The motor neuron disease gene Vrk1: a conditional VRK1 knockout mouse as a novel model for neuromuscular disease

Mutations in Vaccinia-related kinase 1 (VRK1) gene cause a rare hereditary motor neuron disease (MND) which can begin in childhood, resulting in a spinal muscular atrophy (SMA)-like phenotype with brain anomalies (such as Pontocerebellar Hypoplasia), or as adult onset amyotrophic lateral sclerosis (ALS). VRK1 is a serine-threonine kinase originally identified and studied for its roles in cell proliferation and tumorigenesis. It was not known to have specific neuronal functions before the human phenotypes caused by VRK1 deficiency clearly demonstrated that it is critical for motor neuron function and maintenance. In previously works we demonstrated that VRK1 has important functions in brain development and neuronal migration.

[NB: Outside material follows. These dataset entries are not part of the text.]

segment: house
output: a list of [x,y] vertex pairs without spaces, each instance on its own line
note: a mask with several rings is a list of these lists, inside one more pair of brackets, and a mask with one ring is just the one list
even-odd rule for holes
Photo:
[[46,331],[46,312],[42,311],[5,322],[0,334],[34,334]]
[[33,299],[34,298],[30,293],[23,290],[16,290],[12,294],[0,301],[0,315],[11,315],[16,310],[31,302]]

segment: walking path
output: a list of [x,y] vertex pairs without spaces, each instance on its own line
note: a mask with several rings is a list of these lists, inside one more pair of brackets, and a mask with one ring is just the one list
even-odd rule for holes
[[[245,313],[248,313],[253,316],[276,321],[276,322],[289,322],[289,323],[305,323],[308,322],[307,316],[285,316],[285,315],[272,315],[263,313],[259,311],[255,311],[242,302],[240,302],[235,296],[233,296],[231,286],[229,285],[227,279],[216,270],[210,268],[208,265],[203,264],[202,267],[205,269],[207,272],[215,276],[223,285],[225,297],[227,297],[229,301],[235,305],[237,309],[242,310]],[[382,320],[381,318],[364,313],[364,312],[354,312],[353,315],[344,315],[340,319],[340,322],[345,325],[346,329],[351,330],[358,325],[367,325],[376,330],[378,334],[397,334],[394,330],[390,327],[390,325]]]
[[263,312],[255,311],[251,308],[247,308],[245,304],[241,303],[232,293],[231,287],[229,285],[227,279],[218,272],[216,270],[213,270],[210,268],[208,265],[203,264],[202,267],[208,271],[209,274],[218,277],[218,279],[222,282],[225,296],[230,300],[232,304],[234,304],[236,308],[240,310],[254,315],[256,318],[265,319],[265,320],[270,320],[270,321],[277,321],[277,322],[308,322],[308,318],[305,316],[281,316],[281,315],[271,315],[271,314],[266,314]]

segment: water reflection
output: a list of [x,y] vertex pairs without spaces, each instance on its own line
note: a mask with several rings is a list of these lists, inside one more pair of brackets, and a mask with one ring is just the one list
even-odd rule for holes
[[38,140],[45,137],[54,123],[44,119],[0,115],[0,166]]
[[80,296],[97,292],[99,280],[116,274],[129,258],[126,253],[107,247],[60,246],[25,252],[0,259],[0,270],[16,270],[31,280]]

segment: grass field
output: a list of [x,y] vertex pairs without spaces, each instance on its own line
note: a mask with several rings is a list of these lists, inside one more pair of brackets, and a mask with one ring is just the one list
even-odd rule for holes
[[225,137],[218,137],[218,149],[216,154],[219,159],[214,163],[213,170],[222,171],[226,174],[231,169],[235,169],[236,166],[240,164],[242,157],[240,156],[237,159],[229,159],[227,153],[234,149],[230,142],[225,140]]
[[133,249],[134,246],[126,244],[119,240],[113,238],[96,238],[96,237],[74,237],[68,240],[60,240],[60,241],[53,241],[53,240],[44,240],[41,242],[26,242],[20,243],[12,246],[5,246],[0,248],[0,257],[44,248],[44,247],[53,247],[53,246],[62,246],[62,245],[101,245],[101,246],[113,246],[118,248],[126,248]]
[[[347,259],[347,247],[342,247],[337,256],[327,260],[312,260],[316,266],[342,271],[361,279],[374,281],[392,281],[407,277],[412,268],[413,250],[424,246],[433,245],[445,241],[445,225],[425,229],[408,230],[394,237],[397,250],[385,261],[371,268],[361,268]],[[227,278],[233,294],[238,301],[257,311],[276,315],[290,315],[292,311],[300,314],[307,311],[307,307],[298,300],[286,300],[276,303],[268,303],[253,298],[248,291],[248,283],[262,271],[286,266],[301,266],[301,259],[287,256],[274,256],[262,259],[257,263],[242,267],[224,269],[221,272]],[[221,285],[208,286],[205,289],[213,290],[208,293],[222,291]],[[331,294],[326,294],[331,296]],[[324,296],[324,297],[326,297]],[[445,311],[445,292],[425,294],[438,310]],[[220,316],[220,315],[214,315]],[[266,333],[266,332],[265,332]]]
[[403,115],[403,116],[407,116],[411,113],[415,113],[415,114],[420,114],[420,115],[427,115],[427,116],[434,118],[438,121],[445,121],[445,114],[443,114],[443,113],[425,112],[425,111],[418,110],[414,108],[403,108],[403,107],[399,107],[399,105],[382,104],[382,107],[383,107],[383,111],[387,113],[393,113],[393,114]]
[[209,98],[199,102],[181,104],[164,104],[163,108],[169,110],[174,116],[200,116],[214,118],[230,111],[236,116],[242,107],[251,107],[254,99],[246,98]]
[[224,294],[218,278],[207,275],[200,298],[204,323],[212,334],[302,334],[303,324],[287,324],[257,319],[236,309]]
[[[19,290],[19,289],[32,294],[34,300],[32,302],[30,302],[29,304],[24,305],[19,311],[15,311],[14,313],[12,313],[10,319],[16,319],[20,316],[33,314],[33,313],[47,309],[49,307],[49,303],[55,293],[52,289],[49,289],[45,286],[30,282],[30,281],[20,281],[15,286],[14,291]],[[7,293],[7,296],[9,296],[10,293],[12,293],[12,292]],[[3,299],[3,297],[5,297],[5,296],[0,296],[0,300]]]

To study VRK1’s role in MND, we generate a Vrk1fl/fl mouse using CRISPR/Cas9 technology. This Vrk1fl/fl mouse was crossed with PGK-cre mouse and the Vrk1+/- offspring were crossed with each other in order to create a Vrk1-/- homozygous mouse. With no offspring found to be Vrk1-/- homozygous, we have demonstrated that complete Vrk1 knockout is embryonically lethal. Next, we successfully created a neuronal tissue-specific Vrk1 knockout mouse by crossing the Vrk1fl/fl mice with ChAT-cre mice (cholinergic neurons). These homozygous Vrk1 cKO mice display a severe progressive motor disease phenotype followed by death at 25-32 days (median lifespan of 27 days). They were significantly smaller than their healthy littermates, and their spontaneous motor activity and grip strength were significantly impaired. Their body weight and locomotor activities gradually decrease and at the age of 20 days they develop progressive kyphosis and claw joints of their forelimb.